Les fables d'Esope, gravées par Sadeler, avec un discours préliminaire, & les sens moraux en distiques. Edition toute différente de la premiere.
Paris, Claude-Charles Thiboust, 1743. 4to (25.5 x 20.5 cm). With a frontispiece and 139 half-page fable illustrations in the text (9 x 11 cm), all etched and engraved by Aegidius Sadeler. Contemporary mottled sheepskin, gold-tooled spine. [24], 306, [4] pp.
€ 6,500
The third French Aesop adaptation to use the 140 plates originally etched by Aegidius or Gilles Sadeler (ca. 1568/70-1629) for his Theatrum morum (Prague, 1608), here reordered and with a new prose text, probably written by Henri-François d'Aguesseau (1668-1751), Chancellor of France three times between 1717 and 1750. The etching for fable 117 shows an American buffalo (bizon), the earliest image that really looks like the animal familiar to us today. "These added designs by Sadeler are highlights in the history of book illustration" (Hodnett, p. 39).

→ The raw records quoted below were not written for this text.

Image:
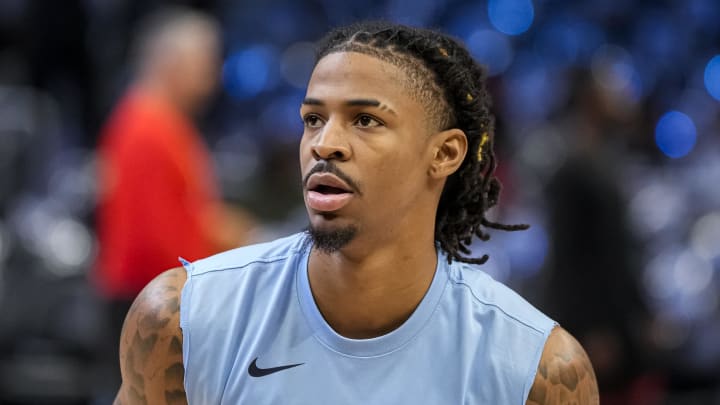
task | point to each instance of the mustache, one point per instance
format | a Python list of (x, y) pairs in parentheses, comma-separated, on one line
[(330, 167)]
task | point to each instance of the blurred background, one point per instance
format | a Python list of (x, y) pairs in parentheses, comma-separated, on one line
[(608, 135)]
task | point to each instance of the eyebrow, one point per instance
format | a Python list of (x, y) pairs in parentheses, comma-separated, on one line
[(360, 102)]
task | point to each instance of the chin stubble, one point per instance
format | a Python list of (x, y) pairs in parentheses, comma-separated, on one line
[(331, 241)]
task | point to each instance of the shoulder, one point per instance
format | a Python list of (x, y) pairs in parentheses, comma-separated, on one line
[(151, 343), (250, 256), (564, 375), (494, 297)]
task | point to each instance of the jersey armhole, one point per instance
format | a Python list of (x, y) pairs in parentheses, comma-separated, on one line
[(185, 297)]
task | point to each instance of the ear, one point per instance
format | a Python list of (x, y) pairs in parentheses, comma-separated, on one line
[(449, 148)]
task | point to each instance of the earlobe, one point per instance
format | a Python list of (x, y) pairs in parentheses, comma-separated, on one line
[(450, 147)]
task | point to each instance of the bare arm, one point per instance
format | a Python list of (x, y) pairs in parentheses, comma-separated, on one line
[(565, 375), (151, 345)]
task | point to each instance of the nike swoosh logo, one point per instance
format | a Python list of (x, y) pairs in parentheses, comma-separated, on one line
[(256, 371)]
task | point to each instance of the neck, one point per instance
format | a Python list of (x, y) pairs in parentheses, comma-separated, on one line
[(372, 295)]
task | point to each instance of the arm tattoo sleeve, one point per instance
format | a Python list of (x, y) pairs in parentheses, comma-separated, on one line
[(565, 375)]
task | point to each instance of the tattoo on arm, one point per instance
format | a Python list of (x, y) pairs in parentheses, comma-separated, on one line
[(565, 375), (151, 347)]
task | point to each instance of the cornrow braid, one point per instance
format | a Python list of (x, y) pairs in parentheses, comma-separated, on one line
[(440, 67)]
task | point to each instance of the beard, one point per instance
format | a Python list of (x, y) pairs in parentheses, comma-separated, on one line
[(331, 240)]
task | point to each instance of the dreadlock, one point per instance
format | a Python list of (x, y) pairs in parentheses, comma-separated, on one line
[(451, 84)]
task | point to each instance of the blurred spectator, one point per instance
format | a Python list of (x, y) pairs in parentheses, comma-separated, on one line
[(158, 198), (592, 288)]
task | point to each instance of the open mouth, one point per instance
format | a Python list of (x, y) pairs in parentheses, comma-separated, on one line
[(324, 189), (327, 192)]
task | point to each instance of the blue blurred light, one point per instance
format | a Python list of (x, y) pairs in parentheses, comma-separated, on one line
[(712, 77), (247, 72), (511, 17), (568, 41), (675, 134), (466, 19), (527, 250), (492, 49), (281, 120), (413, 12)]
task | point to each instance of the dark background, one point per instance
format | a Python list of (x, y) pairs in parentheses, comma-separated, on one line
[(608, 137)]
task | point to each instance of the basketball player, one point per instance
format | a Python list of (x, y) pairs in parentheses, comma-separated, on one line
[(378, 302)]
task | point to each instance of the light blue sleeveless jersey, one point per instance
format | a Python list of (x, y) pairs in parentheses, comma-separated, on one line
[(253, 335)]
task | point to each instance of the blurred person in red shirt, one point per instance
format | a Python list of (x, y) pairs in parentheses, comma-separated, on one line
[(157, 191)]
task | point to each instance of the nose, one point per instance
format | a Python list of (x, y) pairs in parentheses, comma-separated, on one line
[(331, 144)]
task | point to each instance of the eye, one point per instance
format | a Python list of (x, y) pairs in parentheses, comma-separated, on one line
[(366, 121), (312, 121)]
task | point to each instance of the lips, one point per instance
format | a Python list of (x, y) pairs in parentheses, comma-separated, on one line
[(327, 192)]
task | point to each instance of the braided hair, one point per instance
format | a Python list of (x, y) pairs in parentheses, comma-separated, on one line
[(451, 85)]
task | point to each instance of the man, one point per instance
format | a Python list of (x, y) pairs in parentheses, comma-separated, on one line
[(377, 303), (157, 190)]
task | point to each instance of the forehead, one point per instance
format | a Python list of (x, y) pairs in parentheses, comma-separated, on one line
[(353, 74)]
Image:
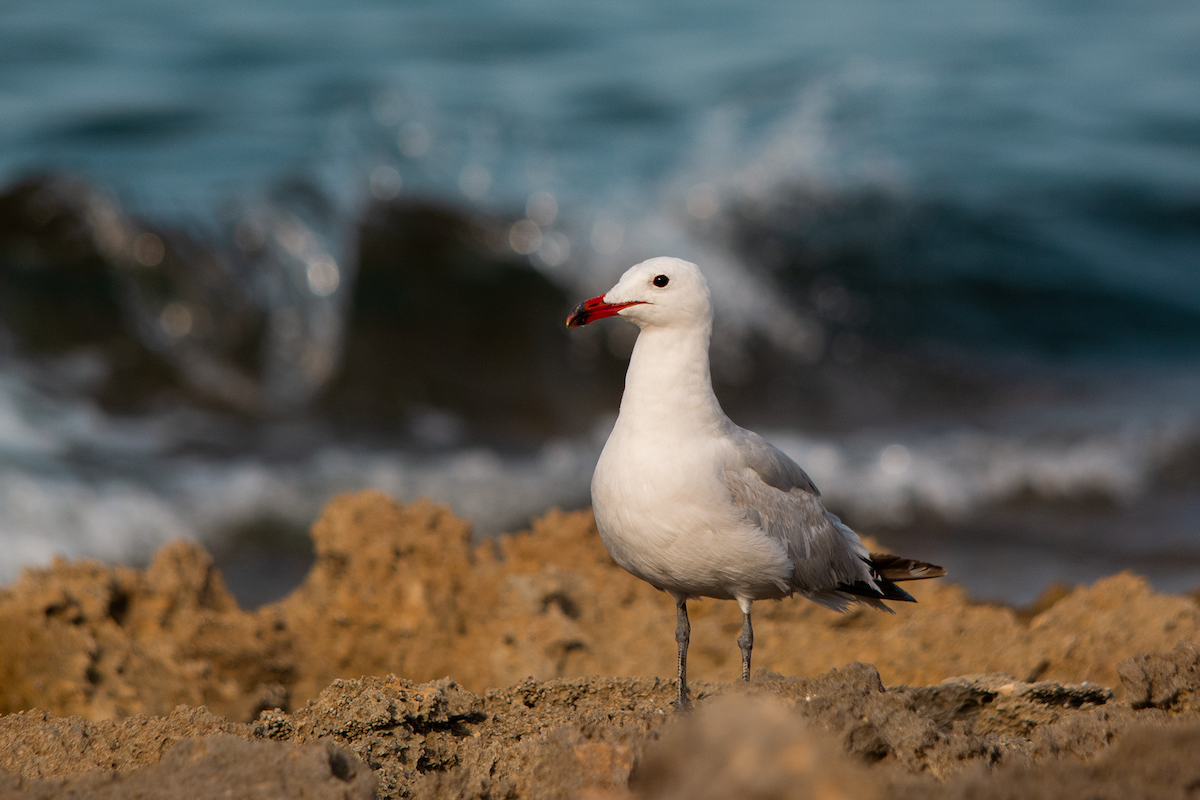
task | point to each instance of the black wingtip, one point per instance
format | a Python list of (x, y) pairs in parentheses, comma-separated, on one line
[(886, 590), (893, 567)]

With a 20th-century bookplate and ink stamps. The copper plate for fable 90 had lost much of its detail and some others show slight degradation, but in general they remained in good condition and are also well printed. The corner of 1 leaf has been torn off, and there is an occasional small marginal tear or faint stain, but the book remains in good condition and has large margins. The binding is chipped and cracked at top of the spine and shows a few smaller defects, but is also in good condition. A late showing of 140 of the best illustrations in the Aesop tradition, etched and engraved in 1608. Hodnett, Marcus Gheeraerts, pp. 38-41; Hollstein XXI, p. 80; Smith, Het schouwtoneel der dieren, pp. 39-41.